Next month “George, the Nagre,” was up again for stealing two pieces of silk ribbon, the justices being John Dumas, Daniel Robertson and Isaac Todd. He was sentenced again to be flogged with a cat of nine tails on his march around at the carttail six times with ten stripes each.

At the sitting of the court for August 2, 1765, a French woman named Margaret Tourangeau was “Set for an hour in the stocks for stealing a piece of camblet.”

“It is remarkable,” quotes Borthwick (History and Gazetteer, page 17), “that in the records of courts of sessions for years after the conquest of the country as natural there are very few French names before the magistrates for those crimes for which punishment by whipping, the stocks or the pillory or branding on the hand was meted out. This shows how thoroughly they obeyed their curés to respect the laws and be faithful to their allegiance.”

In the Court of King’s Bench, September, 1781, is recorded the first murderer to be hanged in the history of this Province since the cession, William Blunt.

Being placed in the stocks with a paper label on the breast and “burning in the hand” were common forms of punishment during this period.

The latter punishment was thus inflicted: The prisoner was brought from the gaol into the courtroom, and made firm by an iron hand at the back of the dock, the palm part of his own hand being opened tightly. The red hot iron, sometimes ending either in a crown or some other device, was held ready by the common hangman, and the punishment was inflicted in the center of the palm. The instrument being ready, the prisoner is informed that the moment it touches his flesh he can repeat as fast as he can these words in French, “Vive le Roi” three times, and at the end of the third repetition, the punishment would cease, or the words “God Save the King” if he were an English prisoner.

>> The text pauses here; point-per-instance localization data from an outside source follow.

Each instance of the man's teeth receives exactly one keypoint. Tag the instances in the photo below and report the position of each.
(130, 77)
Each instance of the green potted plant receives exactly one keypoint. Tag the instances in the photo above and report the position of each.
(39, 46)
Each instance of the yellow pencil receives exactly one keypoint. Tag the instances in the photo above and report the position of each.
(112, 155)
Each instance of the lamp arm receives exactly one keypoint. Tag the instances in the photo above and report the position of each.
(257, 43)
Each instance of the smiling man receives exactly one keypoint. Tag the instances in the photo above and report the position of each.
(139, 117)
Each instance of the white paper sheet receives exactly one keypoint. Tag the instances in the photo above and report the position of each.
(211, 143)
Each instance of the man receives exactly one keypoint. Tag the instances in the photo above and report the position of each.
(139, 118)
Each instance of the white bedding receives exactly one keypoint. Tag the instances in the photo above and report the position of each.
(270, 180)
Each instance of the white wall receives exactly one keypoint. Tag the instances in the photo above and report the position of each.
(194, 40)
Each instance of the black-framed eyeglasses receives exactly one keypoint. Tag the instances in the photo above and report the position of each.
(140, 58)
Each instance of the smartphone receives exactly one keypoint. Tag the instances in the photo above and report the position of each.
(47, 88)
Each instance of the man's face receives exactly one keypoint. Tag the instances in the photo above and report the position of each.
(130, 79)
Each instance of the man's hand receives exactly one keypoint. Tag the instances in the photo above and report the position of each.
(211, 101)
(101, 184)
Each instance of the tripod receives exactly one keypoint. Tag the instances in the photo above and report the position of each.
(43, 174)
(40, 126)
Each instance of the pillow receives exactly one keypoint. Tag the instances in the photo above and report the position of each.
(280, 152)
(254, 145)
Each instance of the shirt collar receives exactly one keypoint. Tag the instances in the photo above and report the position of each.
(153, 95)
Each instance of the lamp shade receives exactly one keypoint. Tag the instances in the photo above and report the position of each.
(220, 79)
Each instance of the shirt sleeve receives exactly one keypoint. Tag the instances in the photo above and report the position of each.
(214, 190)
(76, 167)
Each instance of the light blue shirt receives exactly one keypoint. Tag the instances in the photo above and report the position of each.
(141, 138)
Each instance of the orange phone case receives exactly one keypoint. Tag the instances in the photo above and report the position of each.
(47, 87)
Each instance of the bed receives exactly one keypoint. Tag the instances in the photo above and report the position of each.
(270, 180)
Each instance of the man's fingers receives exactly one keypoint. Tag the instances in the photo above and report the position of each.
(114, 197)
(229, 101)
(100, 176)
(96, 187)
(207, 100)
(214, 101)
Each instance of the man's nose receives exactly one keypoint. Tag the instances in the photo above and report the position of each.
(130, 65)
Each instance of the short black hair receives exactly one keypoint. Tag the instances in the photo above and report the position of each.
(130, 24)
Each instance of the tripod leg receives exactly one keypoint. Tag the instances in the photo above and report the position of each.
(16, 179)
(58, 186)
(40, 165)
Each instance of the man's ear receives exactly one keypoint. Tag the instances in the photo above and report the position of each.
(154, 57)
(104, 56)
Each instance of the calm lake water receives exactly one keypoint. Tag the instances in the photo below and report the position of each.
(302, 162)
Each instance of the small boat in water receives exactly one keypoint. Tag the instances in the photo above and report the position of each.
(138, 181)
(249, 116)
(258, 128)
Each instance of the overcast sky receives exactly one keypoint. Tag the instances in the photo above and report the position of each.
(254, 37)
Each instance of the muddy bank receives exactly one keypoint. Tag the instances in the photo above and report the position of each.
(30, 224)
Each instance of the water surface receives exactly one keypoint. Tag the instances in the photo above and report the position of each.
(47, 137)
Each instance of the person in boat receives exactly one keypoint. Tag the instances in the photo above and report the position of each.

Even in this short time the hot iron has hissed into the flesh, and made such a mark that all the waters of the St. Lawrence could not efface it. (Cf. Borthwick’s Gazetteer.)

The Montreal prisons of the past, especially before 1840, saw many sad men who were condemned to death for crimes not so punished today, as a glance at some of the principal events recorded in the Court of King’s and Queen’s Bench from 1812 to 1838 will show.

Cases of executions for (1) stealing, larceny, shop lifting, burglary, 20; (2) horsestealing, 10; (3) rape, 3; (4) highway robbery, 1; (5) sacrilege, 1; (6) forgery, 1.